Indeed, please do look instead of blindly repeating falsehood. Nintendo is repairing joycons for free, as many times as needed. Inconvenient, but that is not “refused to acknowledge or honour”.
https://joyconrepair.nintendo.com/
If you grew up playing Nintendo games, the best games on the market at the time, you'll excuse and forgive a lot. Nintendo was the toy in the house, even surpassing LEGO.
I think consumer's advocacy groups should look into that.
Source: https://www.gov.uk/online-and-distance-selling-for-businesse...
Imho this is sharp business practice and one of the reasons I still buy physical video games.
If there are any lawyers lurking, can this refund policy be circumvented if purchasing with a Credit Card under Section 75 of the Consumer Credit Act? I'm assuming you'd need to somehow prove it wasn't what you expected (accidental purchase)?
https://www.gov.uk/online-and-distance-selling-for-businesse...
> [You must] take reasonable steps to let customers correct errors in their order
That should cover accidental purchases at the very least.
I love that the kid game company is the one with the biggest nuts on this
It's to the point where I would not be surprised if there are lawyers and judges who play emulated Nintendo games.

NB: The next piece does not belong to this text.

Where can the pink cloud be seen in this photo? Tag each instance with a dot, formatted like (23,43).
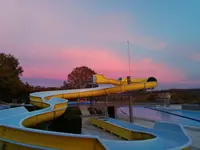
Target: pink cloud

In many european countries a child can only buy something if the parents agree.
I as a father just would tell Nintendo to reimburse because I didn't agree with my child's purchase, give them some time then start a charge-back.
If they are upfront to the why, people would be more understanding.
Believe it or not, I was actually able to get a refund!
In my region they don't even allow buying any games online, you insensitive clod!